Avenue Q(Photo © Carol Rosegg)
Avenue Q
(Photo © Carol Rosegg)

The controversial decision by the producers of the Tony Award-winning musical Avenue Q that the show will play a sit-down engagement in Las Vegas but will not tour the country is receiving a huge amount of media coverage.

On Sunday, June 6, Avenue Q won the Tony Award for Best Musical in what was considered a major upset over the Stephen Schwartz-Winnie Holzman show Wicked. The victory was largely credited to an innovative campaign in which the show’s producers encouraged road presenters and other Tony voters to “vote their heart,” indicating that the musical would tour. So it evidently came as a big, unpleasant surprise to many people when it was announced yesterday that the show would play an exclusive engagement in a new, $40 million Las Vegas theater rather than touring the country. (Approximately 15% percent of Tony voters are road presenters.)

Articles that appeared today in The New York Times, the New York Post, and elsewhere covered the flaring controversy. Kevin McCollum, one of Avenue Q‘s producers, told the Times, “I’d be disappointed, too. At the same time, I have to create an equation where the financial model is met.” He added, “We thought we were going [on tour]. Look, I’ve been involved in a half-dozen deals in Las Vegas that didn’t work out. It was not a slam dunk.”

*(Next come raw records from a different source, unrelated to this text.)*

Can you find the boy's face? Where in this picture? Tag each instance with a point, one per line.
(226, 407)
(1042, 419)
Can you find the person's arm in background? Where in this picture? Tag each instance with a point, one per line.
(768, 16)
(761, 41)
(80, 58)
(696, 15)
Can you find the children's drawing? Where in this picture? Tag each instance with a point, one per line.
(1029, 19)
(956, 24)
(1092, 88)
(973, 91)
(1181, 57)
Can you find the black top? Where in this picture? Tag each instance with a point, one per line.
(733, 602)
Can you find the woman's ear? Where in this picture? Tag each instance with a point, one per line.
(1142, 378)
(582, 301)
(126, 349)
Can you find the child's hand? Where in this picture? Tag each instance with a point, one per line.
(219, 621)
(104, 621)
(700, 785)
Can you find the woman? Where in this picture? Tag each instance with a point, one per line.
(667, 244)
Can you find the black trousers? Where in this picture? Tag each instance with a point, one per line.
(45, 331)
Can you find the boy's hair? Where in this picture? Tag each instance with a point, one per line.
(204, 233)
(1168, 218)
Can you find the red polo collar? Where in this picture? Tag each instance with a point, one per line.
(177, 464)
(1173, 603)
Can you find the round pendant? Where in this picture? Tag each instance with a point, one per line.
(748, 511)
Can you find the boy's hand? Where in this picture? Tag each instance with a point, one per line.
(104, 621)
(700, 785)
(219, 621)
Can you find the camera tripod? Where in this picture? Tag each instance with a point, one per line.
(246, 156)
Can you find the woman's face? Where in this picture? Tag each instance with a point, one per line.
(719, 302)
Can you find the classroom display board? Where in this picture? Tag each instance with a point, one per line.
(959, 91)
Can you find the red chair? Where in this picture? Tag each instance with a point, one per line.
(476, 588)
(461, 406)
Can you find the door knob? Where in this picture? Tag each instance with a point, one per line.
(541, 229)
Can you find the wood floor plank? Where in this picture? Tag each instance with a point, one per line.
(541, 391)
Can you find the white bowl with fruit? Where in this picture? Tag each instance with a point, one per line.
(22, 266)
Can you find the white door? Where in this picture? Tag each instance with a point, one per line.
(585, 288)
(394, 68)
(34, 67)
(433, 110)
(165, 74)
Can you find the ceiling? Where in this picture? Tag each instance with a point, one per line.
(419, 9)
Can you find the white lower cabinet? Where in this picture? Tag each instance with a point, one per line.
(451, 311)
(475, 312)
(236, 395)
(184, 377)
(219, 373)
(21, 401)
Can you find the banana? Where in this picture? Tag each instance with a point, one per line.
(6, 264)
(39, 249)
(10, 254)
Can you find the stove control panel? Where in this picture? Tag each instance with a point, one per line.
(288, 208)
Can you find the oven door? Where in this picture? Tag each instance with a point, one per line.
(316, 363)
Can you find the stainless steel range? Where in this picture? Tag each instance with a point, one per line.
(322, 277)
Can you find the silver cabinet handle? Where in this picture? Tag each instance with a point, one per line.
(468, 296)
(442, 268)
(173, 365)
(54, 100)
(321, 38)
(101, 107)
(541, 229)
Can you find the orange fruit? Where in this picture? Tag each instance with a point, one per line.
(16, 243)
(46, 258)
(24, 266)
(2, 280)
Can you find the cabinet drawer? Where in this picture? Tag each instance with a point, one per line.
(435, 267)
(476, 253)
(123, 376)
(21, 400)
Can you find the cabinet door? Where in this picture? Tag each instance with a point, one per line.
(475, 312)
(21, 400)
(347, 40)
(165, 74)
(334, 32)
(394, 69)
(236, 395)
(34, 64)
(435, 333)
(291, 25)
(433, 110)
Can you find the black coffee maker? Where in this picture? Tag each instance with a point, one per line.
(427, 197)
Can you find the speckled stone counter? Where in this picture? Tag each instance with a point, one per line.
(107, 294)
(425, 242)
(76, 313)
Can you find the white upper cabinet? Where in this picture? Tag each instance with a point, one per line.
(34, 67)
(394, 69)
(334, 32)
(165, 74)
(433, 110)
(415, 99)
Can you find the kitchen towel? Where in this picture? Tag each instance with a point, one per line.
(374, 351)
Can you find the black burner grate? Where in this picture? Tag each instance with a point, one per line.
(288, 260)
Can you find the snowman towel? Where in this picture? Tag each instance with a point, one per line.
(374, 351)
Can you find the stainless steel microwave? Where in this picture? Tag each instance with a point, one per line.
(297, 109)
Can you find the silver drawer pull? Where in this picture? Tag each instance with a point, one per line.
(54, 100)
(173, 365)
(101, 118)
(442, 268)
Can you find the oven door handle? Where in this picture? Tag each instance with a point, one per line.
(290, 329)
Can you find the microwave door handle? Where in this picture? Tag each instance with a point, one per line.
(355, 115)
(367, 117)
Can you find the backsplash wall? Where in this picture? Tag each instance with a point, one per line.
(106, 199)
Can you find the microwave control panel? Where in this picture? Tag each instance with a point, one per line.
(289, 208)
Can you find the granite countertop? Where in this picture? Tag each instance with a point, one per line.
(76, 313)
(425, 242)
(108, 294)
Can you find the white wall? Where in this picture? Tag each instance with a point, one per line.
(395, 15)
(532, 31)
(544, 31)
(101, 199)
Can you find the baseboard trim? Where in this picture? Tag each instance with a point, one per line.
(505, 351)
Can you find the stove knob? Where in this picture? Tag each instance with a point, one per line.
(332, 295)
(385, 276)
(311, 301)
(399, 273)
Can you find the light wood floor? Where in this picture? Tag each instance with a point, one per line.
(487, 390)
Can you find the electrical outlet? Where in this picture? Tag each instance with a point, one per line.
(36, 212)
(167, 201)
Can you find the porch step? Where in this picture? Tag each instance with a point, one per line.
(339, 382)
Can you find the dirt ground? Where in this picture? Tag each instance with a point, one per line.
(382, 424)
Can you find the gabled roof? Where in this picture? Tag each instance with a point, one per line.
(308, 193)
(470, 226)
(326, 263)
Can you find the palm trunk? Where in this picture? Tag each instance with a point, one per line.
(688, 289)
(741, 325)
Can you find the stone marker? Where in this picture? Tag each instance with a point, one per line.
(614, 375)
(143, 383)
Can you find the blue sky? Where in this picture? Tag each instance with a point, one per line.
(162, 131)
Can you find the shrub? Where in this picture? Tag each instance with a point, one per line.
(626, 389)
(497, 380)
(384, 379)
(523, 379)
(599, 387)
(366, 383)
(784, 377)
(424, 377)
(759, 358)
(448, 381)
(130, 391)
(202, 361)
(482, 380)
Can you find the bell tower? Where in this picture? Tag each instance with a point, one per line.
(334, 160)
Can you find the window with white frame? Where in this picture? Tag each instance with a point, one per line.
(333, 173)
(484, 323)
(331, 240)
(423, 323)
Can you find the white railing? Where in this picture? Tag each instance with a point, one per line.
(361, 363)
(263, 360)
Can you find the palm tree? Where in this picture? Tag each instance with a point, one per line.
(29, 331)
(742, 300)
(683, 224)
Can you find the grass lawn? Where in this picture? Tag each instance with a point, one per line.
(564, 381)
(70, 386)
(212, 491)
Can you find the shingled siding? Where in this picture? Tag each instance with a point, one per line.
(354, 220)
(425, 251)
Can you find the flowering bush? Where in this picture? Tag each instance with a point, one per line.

In May, Kevin McCollum, Jeffrey Seller, Robyn Goodman, and the rest of the show’s producing team threw a party at John’s Pizza during which, according to Michael Riedel of The New York Post, a national tour of the show was discussed. Riedel quotes Brad Broecker, a Louisville booker of touring shows, as saying: “I feel all of us got snookered. I was assured many times that there was going to be a tour and then told, ‘Thank you very much for your support.'”

According to Riedel, Kevin McCollum described the Las Vegas deal as “a long shot” and said that his talks with Vegas entrepreneur Steve Wynn to present the show there “could have fallen apart at any time.” He said, that, as the lead producer of Avenue Q, his job was “to make sure that all the options were open for the show.”

Meanwhile, opinions of the deal raged on the online theater discussion forum “All That Chat.” One poster wrote: “If you are touting your show as the little guy who needs help toppling the $14 million green giant and all the while you are planning on taking the little guy to a new $40 million home and giving the shaft to the voters you are targeting, you are a stinker in my book. Smart, maybe but definitely ‘without a heart.'” Another wondered, “Are we now voting for Tonys because of touring potential? If so, the Tonys should no longer exist. The Tony award is supposed to be given for excellence in theater — NOT for excellence in theater and touring potential.”

In addition to Best Musical, Avenue Q won Tony Awards for its score (Jeff Marx and Robert Lopez) and its book (by Jeff Whitty). TheaterMania was unable to reach any of the Avenue Q producers today for immediate comment on the Vegas/tour controversy.